Sebelum momen itu, suasana di ruangan sudah terasa khidmat berkat ceramah dan doa khusus yang dipanjatkan Quraish Shihab untuk Prabowo. Ia berharap sang Presiden senantiasa diberi pertolongan Allah SWT. Amanah kepemimpinan yang diemban, terutama dalam menegakkan perdamaian dan keadilan, menjadi fokus dari doanya.
"Saya berterima kasih diberi kepercayaan untuk berbicara dan menyampaikan apa yang saya rasa perlu kita sadari bersama," ucap Quraish Shihab membuka sambutannya.
Doa yang ia panjatkan ternyata terinspirasi dari gurunya, ulama besar Mesir Muhammad Metwally Al-Sha'rawi.

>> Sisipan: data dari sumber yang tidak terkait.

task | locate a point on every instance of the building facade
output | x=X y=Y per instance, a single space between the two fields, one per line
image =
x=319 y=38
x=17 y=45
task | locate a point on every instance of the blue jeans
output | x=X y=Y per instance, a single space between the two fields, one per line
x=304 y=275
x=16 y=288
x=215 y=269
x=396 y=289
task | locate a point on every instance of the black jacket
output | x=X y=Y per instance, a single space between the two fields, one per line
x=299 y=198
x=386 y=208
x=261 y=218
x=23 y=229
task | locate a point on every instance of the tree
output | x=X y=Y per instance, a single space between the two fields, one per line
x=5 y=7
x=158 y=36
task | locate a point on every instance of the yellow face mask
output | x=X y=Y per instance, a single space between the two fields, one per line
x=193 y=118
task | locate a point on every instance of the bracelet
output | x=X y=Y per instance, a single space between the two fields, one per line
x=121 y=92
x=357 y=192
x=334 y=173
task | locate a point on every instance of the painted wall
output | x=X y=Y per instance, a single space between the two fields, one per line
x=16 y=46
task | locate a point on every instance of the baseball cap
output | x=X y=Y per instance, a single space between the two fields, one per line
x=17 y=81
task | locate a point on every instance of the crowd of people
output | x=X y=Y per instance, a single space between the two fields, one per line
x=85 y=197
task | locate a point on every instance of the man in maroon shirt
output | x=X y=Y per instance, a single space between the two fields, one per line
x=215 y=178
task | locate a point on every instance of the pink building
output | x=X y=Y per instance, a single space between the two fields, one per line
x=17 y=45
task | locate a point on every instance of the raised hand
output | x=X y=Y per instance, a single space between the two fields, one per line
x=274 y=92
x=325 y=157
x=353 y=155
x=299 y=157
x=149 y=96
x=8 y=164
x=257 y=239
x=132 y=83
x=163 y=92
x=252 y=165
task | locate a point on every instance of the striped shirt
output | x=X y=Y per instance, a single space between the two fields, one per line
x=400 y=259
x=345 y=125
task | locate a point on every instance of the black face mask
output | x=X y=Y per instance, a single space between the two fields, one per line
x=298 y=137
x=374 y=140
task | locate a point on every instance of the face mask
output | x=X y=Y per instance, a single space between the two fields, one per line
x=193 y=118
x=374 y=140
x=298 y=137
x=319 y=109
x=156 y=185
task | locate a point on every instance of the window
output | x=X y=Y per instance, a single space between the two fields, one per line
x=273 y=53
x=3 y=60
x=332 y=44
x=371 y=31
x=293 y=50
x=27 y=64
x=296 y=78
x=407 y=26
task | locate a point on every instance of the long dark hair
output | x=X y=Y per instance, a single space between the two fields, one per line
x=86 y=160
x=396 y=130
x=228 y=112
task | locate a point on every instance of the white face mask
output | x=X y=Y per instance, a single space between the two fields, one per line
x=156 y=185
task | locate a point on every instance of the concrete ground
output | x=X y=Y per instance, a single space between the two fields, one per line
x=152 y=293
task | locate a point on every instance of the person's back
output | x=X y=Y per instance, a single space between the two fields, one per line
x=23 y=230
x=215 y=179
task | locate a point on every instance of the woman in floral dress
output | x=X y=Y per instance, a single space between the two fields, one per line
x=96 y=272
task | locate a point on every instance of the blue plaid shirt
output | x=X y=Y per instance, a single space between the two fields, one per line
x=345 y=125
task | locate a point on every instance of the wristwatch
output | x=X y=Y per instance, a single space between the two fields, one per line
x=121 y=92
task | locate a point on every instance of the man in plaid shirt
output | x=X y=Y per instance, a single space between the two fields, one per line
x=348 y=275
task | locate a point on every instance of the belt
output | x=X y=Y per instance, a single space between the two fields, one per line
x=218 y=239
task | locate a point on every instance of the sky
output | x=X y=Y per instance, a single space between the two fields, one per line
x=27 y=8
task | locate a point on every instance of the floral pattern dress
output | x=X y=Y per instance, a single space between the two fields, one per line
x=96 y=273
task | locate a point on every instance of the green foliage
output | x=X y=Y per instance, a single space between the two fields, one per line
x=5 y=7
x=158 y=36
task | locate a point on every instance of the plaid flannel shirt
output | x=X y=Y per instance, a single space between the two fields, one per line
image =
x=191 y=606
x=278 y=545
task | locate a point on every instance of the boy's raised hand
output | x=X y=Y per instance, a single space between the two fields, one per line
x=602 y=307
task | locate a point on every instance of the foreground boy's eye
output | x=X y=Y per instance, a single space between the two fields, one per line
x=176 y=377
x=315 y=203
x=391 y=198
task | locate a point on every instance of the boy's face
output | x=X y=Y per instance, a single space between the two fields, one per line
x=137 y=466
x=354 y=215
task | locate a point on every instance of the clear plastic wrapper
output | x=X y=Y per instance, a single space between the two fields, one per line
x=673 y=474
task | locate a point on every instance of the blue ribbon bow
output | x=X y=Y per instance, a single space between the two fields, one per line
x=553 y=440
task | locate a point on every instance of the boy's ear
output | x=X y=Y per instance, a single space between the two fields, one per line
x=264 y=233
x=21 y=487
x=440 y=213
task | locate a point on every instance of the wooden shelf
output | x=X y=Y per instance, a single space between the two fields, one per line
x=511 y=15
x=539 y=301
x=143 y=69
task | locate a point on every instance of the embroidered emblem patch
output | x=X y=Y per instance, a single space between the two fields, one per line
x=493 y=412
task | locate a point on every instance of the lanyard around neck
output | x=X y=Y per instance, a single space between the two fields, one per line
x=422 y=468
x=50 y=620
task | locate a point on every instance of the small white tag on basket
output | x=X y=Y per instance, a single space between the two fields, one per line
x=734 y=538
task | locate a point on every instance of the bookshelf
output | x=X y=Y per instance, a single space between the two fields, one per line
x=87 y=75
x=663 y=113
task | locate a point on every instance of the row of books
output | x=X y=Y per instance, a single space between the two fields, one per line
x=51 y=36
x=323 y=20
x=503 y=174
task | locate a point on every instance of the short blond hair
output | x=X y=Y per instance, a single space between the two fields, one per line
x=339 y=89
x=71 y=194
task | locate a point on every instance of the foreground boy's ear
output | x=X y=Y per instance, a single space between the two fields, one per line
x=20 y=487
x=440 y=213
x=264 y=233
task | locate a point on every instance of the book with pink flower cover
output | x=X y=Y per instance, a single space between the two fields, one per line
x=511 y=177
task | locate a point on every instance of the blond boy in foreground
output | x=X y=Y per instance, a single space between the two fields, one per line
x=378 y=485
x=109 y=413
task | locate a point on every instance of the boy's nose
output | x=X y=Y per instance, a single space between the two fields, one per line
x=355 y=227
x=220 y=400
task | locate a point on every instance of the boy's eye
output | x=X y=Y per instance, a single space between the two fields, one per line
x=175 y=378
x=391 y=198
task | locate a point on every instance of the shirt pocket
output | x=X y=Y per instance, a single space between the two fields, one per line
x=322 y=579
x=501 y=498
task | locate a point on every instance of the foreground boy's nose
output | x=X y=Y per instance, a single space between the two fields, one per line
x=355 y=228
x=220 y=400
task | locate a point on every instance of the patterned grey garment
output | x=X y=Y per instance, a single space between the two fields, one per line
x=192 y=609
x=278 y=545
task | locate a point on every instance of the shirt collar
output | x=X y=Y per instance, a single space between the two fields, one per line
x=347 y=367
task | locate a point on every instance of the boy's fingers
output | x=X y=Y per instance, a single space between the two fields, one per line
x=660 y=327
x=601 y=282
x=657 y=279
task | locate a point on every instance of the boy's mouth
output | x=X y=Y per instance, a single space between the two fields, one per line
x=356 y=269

Konon, sang guru pernah menyampaikan doa serupa untuk pemimpin di negerinya.
"Saya ingin berdoa. Yang pertama, buat Bapak Presiden," katanya.
"Pak, saya punya guru, Pak. Namanya Syekh Mutawalli Sya’rawi. Beliau pernah berdoa kepada Presiden Mesir. Doanya dimulai dengan kalimat: Kekuasaan bersumber dari Tuhan. Tidak ada yang diberi kekuasaan kecuali atas kehendak Tuhan, baik penguasa itu jujur mengikuti tuntunan Tuhan maupun penguasa itu durhaka. Semua kekuasaan bersumber dari Tuhan."
Menurut Quraish Shihab, doa itu masih sangat relevan untuk konteks kepemimpinan saat ini. Ia lalu melanjutkan kutipan doa gurunya yang dalam.
"Baru beliau berkata, dan ini yang ingin saya doakan buat Bapak. Katanya: Saya tidak tahu, boleh jadi kita tidak akan bertemu lagi. Saya hanya bisa berdoa, kalau Yang Mulia adalah takdir kami rakyat, dalam arti Tuhan mentakdirkan Yang Mulia untuk melakukan kegiatan yang menyejahterakan rakyat, maka kami berdoa semoga kami dapat membantu Bapak."
Ada harapan besar yang terselip di sana. Quraish Shihab juga berdoa agar Prabowo selalu dibantu Tuhan jika memang takdirnya adalah menegakkan keadilan dan perdamaian.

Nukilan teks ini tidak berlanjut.